Paula Pinho, porta-voz do braço Executivo da União Europeia, não confirmou a data de 12 de janeiro prevista para a assinatura do acordo de livre comércio com Argentina, Brasil, Paraguai e Uruguai, mas assegurou que o bloco está “no caminho certo” para assiná-lo em breve.

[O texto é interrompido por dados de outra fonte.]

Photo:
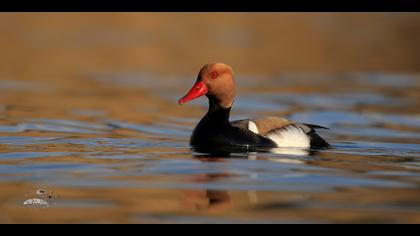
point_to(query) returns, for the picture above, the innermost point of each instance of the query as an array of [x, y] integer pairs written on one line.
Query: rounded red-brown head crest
[[216, 82]]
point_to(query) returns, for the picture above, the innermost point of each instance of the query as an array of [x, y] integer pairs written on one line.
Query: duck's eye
[[214, 75]]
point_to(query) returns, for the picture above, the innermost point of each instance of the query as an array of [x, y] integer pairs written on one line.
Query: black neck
[[217, 114]]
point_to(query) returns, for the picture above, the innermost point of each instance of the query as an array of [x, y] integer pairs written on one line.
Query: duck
[[215, 131]]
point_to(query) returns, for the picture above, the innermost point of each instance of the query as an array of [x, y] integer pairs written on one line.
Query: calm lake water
[[88, 145]]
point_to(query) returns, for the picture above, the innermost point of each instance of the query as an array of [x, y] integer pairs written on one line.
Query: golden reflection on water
[[88, 111]]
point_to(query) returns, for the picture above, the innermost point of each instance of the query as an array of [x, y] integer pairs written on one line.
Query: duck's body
[[215, 131]]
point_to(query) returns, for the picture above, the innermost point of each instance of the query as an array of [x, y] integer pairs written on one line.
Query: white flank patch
[[290, 136], [253, 127]]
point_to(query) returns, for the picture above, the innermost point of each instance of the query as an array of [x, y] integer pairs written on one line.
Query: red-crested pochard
[[215, 131]]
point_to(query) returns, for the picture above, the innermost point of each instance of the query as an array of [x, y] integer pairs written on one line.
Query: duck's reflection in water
[[208, 199], [211, 199]]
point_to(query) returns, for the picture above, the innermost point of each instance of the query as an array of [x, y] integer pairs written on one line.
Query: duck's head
[[216, 82]]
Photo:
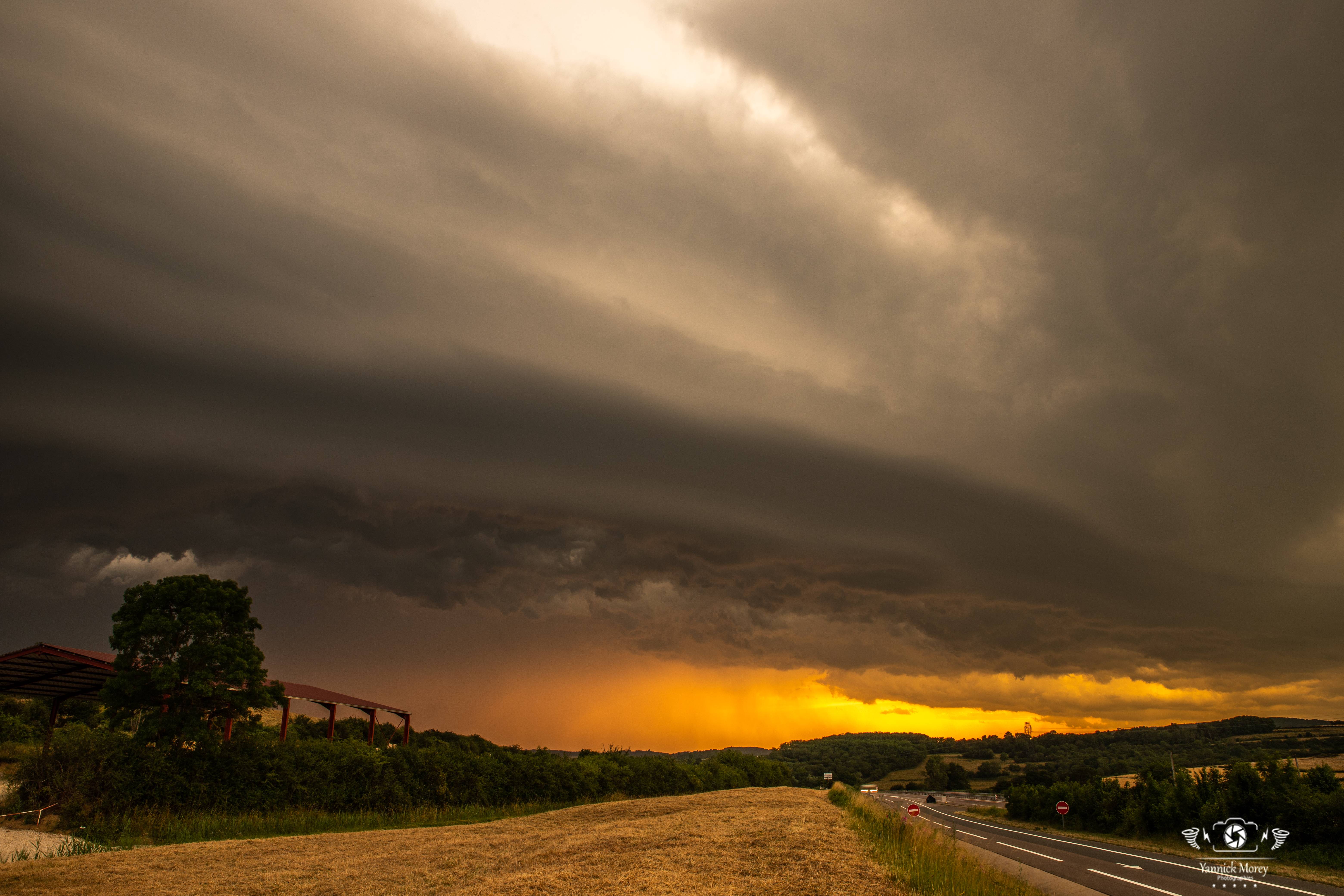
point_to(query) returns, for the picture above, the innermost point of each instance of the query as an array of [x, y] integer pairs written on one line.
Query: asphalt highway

O que prevê o acordo UE–Mercosul
Negociado desde 1999, o acordo busca criar uma das maiores zonas de livre comércio do mundo, com mais de 700 milhões de consumidores. O texto prevê a redução ou eliminação de tarifas em setores como indústria, serviços, compras governamentais e propriedade intelectual, ampliando o comércio entre os dois blocos.
Para avançar, o tratado precisa do aval de uma maioria qualificada no Conselho da UE. França, Itália, Polônia e Hungria sinalizam oposição e podem formar uma minoria de bloqueio, enquanto Alemanha e Espanha lideram o grupo favorável à assinatura.
O adiamento
Às vésperas da data prevista para selar o acordo comercial entre o Mercosul e a União Europeia, o tratado voltou a enfrentar divergências entre países do bloco europeu e foi adiado.
O setor agropecuário concentra as maiores resistências em relação ao acordo. Agricultores europeus temem perder espaço com a entrada de alimentos do Mercosul, produzidos em larga escala e, segundo críticos do tratado, sob normas ambientais e sanitárias menos rigorosas do que as exigidas na UE.